Karzai is trying to make a deal with Pakistan


June 14, 2010

NEW YORK: A former head of the Afghan intelligence service has told a leading American newspaper that he believes President Hamid Karzai is trying to make a deal with the Taliban and Pakistan, as Karzai has lost confidence in US strategy against the insurgency in his country.

“The president has lost confidence in the capability of either the coalition or his own government to protect this country,” Amrullah Saleh, the ex-intelligence chief, said in an interview with The New York Times. “President Karzai has never announced that Nato will lose, but the way that he does not proudly own the campaign shows that he doesn’t trust it is working.” According to Saleh, who along with Interior Minister Hanif Atmar, resigned from the post after a meeting with Karzai last week, the President is trying to reach out to the insurgents on his own in an effort to end the decades-old bloody insurgency.

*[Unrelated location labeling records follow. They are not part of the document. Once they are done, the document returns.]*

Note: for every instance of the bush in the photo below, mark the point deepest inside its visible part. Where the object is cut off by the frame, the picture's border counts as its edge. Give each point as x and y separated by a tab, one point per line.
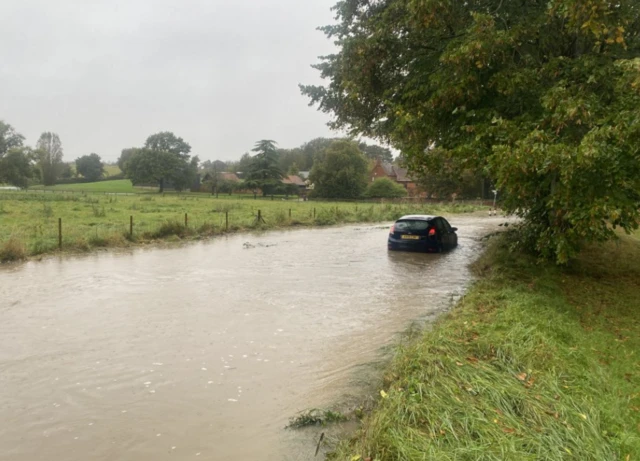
385	188
12	250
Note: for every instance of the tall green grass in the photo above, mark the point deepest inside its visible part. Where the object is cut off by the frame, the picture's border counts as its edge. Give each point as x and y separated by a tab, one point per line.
535	363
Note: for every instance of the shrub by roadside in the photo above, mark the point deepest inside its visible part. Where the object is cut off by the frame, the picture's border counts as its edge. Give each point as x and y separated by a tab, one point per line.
536	362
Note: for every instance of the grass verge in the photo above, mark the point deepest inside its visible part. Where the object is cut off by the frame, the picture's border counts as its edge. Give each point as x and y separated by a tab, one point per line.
535	363
31	219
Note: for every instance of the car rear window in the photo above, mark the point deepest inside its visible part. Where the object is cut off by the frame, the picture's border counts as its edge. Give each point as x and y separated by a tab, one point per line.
411	226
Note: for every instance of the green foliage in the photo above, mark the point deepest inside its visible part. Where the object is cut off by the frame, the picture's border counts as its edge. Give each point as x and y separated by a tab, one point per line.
12	250
264	171
293	169
385	188
541	97
339	171
9	138
166	141
165	158
49	155
536	362
90	166
315	417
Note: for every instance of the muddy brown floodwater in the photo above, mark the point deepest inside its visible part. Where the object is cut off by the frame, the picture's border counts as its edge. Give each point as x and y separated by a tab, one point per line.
205	351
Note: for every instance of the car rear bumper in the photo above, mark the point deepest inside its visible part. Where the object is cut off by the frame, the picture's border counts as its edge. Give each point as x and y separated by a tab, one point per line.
412	245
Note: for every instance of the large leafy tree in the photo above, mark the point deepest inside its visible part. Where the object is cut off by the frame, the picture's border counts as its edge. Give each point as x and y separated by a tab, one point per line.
90	166
164	158
541	96
148	166
339	171
166	141
264	171
49	154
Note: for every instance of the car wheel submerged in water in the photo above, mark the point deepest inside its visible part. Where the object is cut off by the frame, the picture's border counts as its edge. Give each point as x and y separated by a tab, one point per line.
431	234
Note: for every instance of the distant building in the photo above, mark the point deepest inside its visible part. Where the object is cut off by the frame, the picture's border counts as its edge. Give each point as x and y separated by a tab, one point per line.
395	173
296	181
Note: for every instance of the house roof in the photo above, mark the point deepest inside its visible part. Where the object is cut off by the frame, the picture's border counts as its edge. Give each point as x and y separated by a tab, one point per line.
293	179
402	174
229	177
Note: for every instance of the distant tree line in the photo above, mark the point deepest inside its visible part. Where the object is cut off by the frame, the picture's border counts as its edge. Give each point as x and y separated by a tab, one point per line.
22	165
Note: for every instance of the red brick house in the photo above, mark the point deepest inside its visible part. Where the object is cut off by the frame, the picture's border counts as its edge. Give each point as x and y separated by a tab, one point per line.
395	173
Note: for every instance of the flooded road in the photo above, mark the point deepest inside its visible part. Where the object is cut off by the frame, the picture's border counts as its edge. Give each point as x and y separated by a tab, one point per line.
205	351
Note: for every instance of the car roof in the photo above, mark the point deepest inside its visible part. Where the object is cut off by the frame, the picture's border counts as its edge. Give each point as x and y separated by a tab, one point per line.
418	217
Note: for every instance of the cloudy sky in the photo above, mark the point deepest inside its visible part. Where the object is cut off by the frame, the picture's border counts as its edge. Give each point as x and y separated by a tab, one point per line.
105	74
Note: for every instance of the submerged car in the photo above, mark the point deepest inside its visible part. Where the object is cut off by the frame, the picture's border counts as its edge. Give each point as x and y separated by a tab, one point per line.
426	233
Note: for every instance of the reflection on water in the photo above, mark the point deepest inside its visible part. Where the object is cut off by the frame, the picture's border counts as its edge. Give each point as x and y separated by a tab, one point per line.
205	350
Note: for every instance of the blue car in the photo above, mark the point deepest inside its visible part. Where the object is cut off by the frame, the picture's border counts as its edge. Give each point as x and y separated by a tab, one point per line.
431	234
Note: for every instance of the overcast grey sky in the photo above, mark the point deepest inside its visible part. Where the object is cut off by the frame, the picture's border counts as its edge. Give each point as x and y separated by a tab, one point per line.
105	74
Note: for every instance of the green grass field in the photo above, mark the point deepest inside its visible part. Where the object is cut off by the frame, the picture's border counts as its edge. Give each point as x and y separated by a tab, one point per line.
29	220
114	186
536	363
112	170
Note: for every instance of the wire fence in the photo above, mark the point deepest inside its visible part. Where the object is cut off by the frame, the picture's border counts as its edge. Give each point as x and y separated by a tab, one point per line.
45	222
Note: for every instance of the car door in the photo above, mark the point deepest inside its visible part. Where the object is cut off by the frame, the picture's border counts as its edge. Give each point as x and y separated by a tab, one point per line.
443	235
451	234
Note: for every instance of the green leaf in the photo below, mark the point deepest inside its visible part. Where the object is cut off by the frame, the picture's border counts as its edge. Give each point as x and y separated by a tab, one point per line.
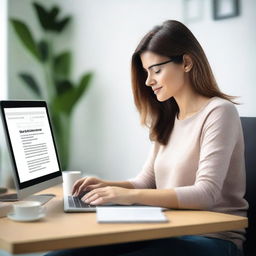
61	65
31	83
42	15
49	19
26	37
66	101
44	50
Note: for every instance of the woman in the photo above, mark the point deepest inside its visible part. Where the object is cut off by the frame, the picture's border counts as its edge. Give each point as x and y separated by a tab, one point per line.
197	157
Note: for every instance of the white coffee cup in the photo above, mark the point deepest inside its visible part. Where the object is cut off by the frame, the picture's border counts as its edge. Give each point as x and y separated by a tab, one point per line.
69	178
28	209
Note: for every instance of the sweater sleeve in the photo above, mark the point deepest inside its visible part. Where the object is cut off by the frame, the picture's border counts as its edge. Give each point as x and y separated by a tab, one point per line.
146	178
220	133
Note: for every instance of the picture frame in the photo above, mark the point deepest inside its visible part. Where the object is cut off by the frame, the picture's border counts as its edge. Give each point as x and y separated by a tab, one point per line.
193	10
225	9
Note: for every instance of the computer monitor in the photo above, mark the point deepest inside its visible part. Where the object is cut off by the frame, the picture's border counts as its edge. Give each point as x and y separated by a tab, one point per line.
31	144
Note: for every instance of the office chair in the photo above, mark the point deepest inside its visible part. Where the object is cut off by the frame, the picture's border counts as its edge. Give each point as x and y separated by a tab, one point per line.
249	130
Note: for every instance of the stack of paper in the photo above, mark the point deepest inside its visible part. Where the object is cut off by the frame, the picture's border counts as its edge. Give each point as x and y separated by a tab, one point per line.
108	214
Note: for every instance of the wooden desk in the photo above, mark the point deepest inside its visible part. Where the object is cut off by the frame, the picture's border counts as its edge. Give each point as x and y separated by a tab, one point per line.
59	230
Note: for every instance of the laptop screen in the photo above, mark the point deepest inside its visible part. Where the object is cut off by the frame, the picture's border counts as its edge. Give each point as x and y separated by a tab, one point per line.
31	143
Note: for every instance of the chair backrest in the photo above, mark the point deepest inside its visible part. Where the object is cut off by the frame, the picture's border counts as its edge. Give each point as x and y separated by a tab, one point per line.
249	130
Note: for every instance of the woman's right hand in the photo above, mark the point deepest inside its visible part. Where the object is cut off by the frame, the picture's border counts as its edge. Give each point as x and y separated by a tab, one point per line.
87	184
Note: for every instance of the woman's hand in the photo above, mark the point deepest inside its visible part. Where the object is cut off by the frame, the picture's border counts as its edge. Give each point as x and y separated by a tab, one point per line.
103	195
87	184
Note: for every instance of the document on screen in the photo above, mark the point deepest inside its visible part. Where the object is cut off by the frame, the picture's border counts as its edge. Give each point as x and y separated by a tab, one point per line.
31	140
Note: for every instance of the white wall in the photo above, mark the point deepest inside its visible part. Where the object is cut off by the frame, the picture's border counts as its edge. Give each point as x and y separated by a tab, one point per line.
108	140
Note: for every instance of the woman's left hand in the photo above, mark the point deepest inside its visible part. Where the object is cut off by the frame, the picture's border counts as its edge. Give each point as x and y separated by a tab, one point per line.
104	195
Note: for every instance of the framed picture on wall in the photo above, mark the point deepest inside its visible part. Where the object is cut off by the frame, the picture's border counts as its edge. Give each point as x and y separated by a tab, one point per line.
224	9
193	10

During the meeting, which was called to discuss the Taliban attack on the peace jirga held outside Kabul last week, Karzai suggested that the attack might have been carried out by the US, as he threw out the evidence tabled before him by the intelligence chief. “The president did not show any interest in the evidence, none, he treated it like a piece of dirt,” The New York Times quoted Saleh, as saying.  Karzai has been pressing to strike his own deal with the Taliban and “Pakistan, the Taliban’s longtime supporter”, said Saleh and other officials.  Saleh is also deeply concerned by Karzai’s noticeably ‘softer’ attitude towards Pakistan, the Times said in a dispatch from Kabul.

Published in the Express Tribune, June 14th, 2010.